Andrew's bi-monthly news for the gardens at Northcote
MAY / JUNE 2006
Although we have passed from winter into spring on the 21st of March, the spring equinox [equal night], the point where day and night length are equal, the time between the spring equinox on March 21st and the autumn equinox on September 23rd day length is longer than night, being at its longest on Midsummer’s day, it doesn’t look or feel spring like. Having looked back at my diaries for the past few years we seem to be a month behind! Added to this the winter has been harder than previous ones, it seems we get a hard winter every 21 years, 1942, 1963, 1984, 2005, causing the loss of many of our winter salad crops.
The spring flowering bulbs I planted in autumn though are starting to give a good show, including several types of snowdrop species, crocus and iris, mixed dwarf daffodils and narcissi, blue and pink muscari [grape hyacinth], species tulips and winter aconites, to be followed soon by fritillarias and others. If you are a lover of spring flowering bulbs my advice is to plant them in a grassy area which can be left unmown into Midsummer, this way they will not get disturbed or dug up in your flower borders and will self seed and multiply. If you choose you varieties carefully you will have colour from January until Midsummer and as many species varieties are small you will appreciate them better in a grassy area. Just remember to order them in late summer, scatter them on your lawn and plant them where they fall giving a natural appearance.
The lateness of the season has been due to the winds being predominantly easterly, wind in the east is no good to man nor beast, when the wind is the east nothing grows or prospers, westerly winds cross the Atlantic Ocean and are warm and moist, easterly winds cross continental Europe and Asia and are colder and drier.
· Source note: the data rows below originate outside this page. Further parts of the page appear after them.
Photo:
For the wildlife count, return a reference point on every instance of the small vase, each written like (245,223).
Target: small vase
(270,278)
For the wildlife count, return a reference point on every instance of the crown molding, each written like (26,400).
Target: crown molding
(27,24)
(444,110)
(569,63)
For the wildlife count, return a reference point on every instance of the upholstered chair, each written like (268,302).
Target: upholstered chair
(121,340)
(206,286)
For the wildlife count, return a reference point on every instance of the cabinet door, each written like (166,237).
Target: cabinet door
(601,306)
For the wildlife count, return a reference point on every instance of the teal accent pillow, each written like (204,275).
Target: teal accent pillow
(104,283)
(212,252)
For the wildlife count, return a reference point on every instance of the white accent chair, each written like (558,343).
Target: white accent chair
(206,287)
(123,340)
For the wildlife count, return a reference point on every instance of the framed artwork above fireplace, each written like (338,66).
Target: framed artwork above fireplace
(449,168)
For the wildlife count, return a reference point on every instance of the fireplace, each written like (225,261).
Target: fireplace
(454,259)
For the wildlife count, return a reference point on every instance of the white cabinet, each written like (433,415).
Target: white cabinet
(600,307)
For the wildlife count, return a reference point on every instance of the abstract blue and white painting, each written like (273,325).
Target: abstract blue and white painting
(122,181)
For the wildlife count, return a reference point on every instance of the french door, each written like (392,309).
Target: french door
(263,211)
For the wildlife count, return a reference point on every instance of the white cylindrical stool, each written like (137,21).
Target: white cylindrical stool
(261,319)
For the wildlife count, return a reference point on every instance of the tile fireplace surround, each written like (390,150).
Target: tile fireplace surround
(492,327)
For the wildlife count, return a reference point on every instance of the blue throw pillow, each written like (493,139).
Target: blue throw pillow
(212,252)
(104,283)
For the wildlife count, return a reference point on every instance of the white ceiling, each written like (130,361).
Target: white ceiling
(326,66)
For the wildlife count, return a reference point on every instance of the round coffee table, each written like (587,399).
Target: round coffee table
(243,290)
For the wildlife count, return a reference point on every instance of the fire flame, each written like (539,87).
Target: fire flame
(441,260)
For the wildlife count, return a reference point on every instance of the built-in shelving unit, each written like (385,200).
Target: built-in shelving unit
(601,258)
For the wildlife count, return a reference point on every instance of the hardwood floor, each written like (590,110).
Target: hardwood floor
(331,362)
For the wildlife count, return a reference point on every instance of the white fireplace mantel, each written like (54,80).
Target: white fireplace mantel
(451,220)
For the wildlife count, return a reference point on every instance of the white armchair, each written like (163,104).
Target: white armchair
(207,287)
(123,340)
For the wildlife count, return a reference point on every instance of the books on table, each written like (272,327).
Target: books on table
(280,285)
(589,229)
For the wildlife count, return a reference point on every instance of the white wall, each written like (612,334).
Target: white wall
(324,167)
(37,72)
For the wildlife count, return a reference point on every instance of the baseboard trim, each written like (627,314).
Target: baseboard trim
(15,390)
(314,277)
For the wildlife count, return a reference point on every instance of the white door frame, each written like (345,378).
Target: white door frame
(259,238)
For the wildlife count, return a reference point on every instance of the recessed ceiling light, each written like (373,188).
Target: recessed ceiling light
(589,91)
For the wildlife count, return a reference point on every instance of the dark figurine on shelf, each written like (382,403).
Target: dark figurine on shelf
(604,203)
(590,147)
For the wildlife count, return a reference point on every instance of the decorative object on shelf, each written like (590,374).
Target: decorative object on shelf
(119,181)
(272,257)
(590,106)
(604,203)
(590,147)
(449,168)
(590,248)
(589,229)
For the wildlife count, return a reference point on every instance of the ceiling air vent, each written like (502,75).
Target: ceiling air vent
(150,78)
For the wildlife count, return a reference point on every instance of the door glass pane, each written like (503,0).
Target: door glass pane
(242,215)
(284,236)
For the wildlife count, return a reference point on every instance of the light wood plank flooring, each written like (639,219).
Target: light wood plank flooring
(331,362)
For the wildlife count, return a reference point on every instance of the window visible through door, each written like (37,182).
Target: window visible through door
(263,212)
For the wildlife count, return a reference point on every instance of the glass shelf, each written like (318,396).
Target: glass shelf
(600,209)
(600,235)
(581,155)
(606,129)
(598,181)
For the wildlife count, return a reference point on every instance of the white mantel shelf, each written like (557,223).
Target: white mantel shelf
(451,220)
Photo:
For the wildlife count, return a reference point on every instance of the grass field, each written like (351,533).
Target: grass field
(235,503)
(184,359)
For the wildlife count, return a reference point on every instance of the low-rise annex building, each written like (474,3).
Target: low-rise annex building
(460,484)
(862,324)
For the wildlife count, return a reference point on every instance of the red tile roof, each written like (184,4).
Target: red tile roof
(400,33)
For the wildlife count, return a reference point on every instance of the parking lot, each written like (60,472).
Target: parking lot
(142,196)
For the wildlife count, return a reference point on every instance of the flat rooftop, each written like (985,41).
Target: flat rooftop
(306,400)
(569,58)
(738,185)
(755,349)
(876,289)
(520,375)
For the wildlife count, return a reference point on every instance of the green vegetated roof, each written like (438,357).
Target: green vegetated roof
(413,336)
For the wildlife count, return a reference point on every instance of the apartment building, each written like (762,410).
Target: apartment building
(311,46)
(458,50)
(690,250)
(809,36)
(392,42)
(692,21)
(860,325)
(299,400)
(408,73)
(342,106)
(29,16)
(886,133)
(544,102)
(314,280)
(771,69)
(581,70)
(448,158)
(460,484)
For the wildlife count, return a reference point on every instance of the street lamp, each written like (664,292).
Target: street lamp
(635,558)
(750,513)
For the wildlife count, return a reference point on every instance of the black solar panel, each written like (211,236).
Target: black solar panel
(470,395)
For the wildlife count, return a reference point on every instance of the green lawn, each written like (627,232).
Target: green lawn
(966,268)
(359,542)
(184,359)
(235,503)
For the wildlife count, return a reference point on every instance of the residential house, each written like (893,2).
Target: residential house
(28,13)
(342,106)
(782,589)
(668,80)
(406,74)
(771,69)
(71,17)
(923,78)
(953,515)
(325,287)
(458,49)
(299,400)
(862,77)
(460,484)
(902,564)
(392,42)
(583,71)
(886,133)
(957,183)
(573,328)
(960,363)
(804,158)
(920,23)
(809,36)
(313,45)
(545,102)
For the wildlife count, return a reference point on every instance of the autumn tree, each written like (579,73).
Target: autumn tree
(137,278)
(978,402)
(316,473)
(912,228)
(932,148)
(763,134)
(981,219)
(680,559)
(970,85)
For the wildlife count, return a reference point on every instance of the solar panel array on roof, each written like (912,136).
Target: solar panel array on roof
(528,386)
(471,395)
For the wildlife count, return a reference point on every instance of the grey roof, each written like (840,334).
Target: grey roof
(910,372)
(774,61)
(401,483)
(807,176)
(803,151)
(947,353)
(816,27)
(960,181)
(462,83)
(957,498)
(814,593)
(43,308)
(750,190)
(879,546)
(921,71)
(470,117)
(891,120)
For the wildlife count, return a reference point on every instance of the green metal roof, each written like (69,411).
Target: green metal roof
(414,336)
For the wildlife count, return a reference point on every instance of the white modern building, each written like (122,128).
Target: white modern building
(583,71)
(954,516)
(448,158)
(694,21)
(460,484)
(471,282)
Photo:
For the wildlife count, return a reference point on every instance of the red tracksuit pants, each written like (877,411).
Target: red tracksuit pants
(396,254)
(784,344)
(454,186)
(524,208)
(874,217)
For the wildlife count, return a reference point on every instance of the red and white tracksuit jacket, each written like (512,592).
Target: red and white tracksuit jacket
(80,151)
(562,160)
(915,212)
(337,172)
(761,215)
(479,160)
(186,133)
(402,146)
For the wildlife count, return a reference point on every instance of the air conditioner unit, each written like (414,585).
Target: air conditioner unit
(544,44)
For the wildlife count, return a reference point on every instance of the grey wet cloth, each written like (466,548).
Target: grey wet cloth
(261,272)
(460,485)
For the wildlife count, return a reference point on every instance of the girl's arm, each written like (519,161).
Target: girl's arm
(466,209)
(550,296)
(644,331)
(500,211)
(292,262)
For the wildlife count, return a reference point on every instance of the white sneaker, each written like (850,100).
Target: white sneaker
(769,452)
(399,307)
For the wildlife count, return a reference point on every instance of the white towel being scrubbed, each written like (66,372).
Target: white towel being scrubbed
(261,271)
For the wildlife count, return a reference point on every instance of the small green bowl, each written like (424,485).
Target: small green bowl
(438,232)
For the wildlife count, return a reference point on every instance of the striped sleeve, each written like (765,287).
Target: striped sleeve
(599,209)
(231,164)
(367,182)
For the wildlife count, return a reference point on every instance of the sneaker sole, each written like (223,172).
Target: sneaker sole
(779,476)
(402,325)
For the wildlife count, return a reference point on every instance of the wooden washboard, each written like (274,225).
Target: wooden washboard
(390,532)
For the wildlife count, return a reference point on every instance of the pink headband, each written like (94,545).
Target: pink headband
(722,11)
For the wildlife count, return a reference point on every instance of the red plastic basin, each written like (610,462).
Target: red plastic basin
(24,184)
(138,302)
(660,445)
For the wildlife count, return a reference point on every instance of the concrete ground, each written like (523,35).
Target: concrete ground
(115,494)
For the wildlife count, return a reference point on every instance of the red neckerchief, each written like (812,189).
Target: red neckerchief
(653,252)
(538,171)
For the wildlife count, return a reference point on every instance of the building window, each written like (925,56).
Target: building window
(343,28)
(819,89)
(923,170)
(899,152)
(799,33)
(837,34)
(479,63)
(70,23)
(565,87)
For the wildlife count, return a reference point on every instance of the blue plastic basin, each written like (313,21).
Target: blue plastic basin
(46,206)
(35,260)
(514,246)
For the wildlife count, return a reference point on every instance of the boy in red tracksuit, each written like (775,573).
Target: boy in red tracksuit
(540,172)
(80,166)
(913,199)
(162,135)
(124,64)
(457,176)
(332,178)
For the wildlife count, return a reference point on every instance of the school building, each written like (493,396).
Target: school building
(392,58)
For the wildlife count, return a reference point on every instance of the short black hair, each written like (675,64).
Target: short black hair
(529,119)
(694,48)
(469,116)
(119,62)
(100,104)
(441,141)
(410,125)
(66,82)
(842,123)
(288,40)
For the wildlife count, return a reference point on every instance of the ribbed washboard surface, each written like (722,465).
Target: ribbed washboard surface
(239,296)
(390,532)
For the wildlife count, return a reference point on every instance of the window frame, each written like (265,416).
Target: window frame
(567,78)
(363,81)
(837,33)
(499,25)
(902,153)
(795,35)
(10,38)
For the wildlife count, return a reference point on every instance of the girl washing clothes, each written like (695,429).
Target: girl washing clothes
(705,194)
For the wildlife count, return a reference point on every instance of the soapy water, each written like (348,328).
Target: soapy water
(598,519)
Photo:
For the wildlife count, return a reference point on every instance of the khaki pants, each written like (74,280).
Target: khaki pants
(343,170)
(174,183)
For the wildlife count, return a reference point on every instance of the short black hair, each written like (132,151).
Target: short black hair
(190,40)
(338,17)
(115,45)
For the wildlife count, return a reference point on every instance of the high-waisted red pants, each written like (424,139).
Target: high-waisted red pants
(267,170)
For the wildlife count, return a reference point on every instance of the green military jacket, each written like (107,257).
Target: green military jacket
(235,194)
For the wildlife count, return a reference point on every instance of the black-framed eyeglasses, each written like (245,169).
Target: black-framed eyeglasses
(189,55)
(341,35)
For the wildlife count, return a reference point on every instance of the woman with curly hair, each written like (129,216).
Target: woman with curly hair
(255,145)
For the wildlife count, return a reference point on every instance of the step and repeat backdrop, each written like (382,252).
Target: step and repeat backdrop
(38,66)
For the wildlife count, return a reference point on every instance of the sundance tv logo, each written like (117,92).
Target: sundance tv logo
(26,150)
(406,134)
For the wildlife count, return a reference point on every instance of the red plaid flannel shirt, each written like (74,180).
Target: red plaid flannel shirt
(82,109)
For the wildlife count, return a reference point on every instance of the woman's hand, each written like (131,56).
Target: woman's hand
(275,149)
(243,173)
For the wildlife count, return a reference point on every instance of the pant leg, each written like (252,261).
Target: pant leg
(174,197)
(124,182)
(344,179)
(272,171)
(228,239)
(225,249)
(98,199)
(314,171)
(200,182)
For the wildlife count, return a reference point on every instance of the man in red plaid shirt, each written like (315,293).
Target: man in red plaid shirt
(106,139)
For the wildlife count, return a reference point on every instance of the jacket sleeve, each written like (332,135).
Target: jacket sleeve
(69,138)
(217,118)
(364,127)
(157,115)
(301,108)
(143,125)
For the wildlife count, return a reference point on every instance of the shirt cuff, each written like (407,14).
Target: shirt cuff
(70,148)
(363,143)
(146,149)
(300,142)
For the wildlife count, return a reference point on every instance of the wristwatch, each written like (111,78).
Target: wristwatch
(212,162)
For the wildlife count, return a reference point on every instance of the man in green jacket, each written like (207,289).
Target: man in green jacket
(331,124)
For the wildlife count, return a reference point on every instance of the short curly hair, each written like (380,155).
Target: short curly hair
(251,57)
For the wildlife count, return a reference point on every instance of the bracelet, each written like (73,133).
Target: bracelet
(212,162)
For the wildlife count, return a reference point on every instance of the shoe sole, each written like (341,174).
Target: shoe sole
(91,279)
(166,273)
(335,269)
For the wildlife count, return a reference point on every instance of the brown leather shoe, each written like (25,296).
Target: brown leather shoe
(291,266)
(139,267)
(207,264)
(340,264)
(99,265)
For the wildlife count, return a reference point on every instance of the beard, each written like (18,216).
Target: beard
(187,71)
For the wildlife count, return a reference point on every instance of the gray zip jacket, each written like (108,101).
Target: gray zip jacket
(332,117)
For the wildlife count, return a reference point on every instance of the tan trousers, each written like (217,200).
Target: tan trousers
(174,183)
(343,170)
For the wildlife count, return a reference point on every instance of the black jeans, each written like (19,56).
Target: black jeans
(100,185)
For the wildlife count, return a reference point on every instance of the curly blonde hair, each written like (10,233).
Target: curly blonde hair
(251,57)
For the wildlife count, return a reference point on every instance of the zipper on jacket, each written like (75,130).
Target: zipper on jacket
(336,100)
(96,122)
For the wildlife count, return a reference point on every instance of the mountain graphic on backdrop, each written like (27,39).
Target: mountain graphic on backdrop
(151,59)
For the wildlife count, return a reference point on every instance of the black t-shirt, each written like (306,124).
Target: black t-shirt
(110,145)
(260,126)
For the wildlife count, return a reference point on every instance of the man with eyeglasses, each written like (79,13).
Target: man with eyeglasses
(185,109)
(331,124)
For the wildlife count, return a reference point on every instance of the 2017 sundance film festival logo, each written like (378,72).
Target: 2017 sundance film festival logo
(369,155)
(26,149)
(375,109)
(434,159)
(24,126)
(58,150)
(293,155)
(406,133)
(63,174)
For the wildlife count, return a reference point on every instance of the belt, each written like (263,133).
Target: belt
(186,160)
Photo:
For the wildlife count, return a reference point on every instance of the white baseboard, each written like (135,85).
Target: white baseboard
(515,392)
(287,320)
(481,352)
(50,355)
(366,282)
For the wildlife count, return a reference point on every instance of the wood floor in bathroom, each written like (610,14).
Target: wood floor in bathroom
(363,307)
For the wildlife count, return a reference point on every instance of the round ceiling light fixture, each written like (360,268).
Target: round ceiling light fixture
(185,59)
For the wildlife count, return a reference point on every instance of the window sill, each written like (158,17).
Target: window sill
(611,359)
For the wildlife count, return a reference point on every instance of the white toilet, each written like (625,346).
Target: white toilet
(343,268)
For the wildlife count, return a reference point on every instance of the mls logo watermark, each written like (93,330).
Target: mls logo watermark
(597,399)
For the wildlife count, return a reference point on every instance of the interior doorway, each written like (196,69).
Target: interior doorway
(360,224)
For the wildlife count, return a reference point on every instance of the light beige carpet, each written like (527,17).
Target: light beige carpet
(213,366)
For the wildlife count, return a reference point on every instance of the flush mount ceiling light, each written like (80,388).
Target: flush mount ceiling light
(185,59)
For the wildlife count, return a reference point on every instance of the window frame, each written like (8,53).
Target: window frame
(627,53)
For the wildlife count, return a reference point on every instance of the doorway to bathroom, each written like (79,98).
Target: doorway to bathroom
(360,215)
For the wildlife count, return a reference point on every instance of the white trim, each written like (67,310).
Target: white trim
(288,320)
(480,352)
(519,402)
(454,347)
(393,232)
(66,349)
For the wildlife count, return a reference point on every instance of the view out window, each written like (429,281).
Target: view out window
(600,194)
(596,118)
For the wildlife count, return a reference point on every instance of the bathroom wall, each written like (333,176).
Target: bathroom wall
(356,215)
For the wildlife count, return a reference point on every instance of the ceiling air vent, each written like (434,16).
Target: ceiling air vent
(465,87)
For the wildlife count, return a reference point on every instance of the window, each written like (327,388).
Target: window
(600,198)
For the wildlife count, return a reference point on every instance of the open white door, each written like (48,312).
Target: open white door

It is all very well to read a gardening book or seed catalogue as to when to sow seed, but if soil conditions are not favourable you will be wasting your efforts. Once milder weather does arrive though most later seeds catch up with earlier sowings. Often at the end of winter your lawn will be looking poor and weary, now is the time to get it tidied up in readiness for summer. You will probably find it covered in worm casts, these are good fertiliser and should be brushed into your lawn on a dry day, then you can apply weed and feed and mosskiller. Nowadays this can often be applied in one go, just make sure you spread it evenly, you will see it later if you don’t, and try to apply it when rain is expected with a few days.
If you want a lush green lawn in the summer it needs to be sustained by plenty of nitrogen which promotes green growth but is very water soluble so washes out of the soil quickly. Large doses of nitrogen in the garden though have the disadvantage of locking other nutrients, notably potash into the soil making them unavailable to plants. Potash is needed by plants to promote flowering and fruiting, therefore if you are looking for flowers and fruit be sparing with nitrogen which only promotes green growth, fine if you want leeks, cabbages, salad crops or green grass.
One of the questions I get asked most often is about pruning, basically if in doubt about when to prune leave until you see new growth in spring and cut back to that point. Old dead tatty plants may not look nice but do help protect plants from harsh weather. If you want to reduce the size of you plant cut back hard, if you want to allow it to get bigger prune lightly. Certain plants notably penstemons and lavender hate being pruned before they come into new growth. Some plants flower and fruit on new growth, others on previous years growth, if you cut off all last years growth you may be cutting away all your flowering material, leaving you 2 years without flowers. Basically if you can find out which your plants flowers and fruits from, you can tell how hard to cut back, if its on new growth like roses you don’t need to worry what your cutting away, but if its last years growth like redcurrants be careful. Another basic rule is to prune straight after flowering and fruiting giving you the longest time for new wood to grow and ripen. If you’re still in doubt take out some old and some new wood. This does not cover all plants but as a basic guide you will not go to far wrong. Hopefully this will be helpful to you.
If you are visiting Northcote please ask me any questions you may have and I will be pleased to answer them for you.